Why it matters: Sixty years ago, women couldn't even get a credit card or a mortgage without a male cosigner. Now, even in the Bay Area's tight housing market, the share of single women homeowners eclipses that of single men.
State of play: The gender pay gap and inequitable caregiving responsibilities have historically served as barriers to homeownership for women.
- In recent years, however, the U.S. has seen a rise in the number of women homeowners — and a substantial shift toward women-led households, Urban Institute researcher Jung Hyun Choi tells Axios.
- Census data show that over 11% of homes in California are owned by single women, compared to about 8% by single men.
Zoom in: In the San Francisco-Oakland-Berkeley metro area, around 46% of single women own their homes compared to 36% of single men, home improvement site Porch found in a 2022 analysis.
- That's among the most significant disparities across all U.S. metro areas.
- The San José-Sunnyvale-Santa Clara metro area recorded an even more significant gap: a 49% homeownership rate for women versus 38% for men.
Still: Women's median annual earnings in San Francisco are estimated to lag $13,000 behind men's — and the gap widens for women of color, per the American Association of University Women.
- A 2022 Zillow study notes the disparity means the average man in San Francisco can afford roughly 6% of the city's homes compared to under 2% for women.
The big picture: Solo women mortgage applicants made up 18% of the market in 2023 — a share that's slowly grown since mortgage platform Maxwell started tracking applicants' gender and marital status in 2021.

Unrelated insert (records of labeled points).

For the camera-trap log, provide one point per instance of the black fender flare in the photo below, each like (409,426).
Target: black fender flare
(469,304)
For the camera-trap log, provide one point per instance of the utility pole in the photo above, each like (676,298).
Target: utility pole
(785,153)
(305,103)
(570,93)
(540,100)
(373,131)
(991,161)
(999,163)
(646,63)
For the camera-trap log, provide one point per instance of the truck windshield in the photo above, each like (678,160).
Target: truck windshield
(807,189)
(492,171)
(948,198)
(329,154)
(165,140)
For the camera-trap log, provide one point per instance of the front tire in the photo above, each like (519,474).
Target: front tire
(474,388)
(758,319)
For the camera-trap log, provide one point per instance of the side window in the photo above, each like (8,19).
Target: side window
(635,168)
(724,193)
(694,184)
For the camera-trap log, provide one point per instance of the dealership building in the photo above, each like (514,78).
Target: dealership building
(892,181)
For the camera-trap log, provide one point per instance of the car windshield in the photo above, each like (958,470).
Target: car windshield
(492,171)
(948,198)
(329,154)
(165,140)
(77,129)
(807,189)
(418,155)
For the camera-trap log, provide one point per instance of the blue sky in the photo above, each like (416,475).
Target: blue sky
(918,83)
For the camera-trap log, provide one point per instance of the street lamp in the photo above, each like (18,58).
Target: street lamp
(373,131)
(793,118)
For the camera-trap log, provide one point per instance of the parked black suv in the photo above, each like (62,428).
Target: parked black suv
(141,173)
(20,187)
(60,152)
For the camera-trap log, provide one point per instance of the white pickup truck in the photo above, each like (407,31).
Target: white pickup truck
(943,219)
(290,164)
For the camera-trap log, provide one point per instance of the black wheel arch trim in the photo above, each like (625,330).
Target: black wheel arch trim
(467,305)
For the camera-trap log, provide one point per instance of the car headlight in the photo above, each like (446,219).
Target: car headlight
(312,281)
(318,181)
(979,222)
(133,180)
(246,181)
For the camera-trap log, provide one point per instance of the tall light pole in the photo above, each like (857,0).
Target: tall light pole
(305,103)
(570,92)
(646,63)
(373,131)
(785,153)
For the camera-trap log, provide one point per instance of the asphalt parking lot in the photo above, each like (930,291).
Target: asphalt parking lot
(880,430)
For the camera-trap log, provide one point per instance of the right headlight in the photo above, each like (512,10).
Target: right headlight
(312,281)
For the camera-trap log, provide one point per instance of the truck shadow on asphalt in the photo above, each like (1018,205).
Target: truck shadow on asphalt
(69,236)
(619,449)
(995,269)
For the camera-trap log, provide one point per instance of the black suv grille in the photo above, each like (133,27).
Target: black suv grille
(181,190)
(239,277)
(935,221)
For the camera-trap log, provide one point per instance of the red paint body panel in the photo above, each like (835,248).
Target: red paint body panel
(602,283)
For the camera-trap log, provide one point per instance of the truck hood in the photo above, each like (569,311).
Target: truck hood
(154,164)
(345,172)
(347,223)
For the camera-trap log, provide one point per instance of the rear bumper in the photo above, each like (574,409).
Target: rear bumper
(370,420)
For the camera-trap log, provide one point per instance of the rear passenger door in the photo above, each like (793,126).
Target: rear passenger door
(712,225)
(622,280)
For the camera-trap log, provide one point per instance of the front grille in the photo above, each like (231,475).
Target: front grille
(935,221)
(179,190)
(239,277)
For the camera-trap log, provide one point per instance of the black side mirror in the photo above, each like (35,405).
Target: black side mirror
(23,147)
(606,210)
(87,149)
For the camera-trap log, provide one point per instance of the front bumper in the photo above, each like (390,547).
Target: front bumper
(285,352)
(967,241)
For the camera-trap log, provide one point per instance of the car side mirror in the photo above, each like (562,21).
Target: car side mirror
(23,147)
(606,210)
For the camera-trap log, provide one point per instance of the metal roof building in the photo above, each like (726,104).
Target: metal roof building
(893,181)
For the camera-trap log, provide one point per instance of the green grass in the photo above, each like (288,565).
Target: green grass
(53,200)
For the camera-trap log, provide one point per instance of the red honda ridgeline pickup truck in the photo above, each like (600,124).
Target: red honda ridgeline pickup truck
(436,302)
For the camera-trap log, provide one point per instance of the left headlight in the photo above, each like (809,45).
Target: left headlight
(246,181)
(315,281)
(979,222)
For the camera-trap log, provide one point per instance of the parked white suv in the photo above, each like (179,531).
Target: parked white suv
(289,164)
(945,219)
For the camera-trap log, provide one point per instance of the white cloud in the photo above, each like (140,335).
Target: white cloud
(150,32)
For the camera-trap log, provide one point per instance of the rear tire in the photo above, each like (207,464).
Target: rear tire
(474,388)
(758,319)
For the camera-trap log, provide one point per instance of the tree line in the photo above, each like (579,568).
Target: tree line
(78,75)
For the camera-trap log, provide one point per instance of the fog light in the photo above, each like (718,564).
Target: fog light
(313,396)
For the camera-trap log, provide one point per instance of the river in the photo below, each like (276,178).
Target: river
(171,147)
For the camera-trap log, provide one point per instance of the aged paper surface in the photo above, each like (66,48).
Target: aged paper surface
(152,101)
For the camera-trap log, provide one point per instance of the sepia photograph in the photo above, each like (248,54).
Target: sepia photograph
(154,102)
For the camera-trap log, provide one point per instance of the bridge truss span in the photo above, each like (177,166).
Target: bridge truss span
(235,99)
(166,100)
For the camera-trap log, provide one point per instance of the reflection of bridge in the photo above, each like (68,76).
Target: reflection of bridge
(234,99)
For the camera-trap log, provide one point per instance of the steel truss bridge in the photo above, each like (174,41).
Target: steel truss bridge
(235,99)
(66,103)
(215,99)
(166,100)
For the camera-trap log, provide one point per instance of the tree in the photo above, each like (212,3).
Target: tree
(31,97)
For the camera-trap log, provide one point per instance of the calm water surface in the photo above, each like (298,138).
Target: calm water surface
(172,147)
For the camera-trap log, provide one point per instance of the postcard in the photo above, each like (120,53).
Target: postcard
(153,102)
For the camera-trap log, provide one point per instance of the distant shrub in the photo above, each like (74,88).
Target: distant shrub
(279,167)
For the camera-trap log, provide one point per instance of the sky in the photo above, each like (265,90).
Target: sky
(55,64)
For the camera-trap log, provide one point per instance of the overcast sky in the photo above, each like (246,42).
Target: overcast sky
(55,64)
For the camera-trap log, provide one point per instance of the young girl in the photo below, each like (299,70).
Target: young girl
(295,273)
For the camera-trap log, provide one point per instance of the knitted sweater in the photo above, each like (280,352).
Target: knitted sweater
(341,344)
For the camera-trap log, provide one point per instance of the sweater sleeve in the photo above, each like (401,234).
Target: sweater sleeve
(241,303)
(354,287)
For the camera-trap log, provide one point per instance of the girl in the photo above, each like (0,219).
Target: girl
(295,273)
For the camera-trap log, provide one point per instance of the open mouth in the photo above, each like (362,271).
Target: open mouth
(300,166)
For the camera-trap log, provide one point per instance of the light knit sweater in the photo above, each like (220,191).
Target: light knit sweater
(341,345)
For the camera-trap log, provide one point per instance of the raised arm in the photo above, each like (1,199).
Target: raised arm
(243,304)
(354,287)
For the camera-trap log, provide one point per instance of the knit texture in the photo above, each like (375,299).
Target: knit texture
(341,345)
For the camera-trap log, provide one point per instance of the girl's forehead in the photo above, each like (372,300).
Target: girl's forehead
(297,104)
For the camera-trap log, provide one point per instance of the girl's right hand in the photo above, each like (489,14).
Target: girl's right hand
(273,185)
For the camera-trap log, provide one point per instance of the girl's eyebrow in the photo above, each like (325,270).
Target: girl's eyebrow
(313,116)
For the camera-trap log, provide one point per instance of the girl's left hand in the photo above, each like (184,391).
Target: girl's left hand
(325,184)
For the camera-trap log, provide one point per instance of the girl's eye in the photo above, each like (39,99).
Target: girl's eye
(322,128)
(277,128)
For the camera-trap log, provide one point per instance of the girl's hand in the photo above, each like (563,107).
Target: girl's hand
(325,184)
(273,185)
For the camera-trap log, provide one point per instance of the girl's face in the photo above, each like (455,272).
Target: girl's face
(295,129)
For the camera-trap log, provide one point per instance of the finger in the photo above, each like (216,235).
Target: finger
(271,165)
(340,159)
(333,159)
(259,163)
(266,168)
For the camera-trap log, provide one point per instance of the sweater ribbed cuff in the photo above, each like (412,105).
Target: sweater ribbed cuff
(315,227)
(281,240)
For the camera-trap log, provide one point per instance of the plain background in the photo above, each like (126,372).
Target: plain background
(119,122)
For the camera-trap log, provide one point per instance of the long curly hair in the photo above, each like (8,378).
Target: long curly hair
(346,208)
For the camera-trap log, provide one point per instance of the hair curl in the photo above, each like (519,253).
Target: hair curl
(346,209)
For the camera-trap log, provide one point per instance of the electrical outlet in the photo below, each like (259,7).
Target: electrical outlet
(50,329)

- Maxwell's annual report shows that Gen Zers and millennials made up the largest share of single women mortgage applicants in 2023.
By the numbers: In 1990, less than a third of total households (married and single) were headed by women. In 2021, the majority (51%) of households were reported to be headed by women.
- That increase was driven mainly by married households, Choi says.
- In married households, 43% claimed to be headed by women in 2021, compared to just 8% in 1990.
Of note: In most age groups, women outnumber men. "This is more a reflection of strength in numbers than economic vitality," Pew researcher Richard Fry tells Axios.
Yes, but: Opportunity isn't equal. Single Latina and Black women have the lowest homeownership rates of any group in the U.S.
- Single women with children also face low homeownership rates compared to other groups, including single men with children, Choi's research shows.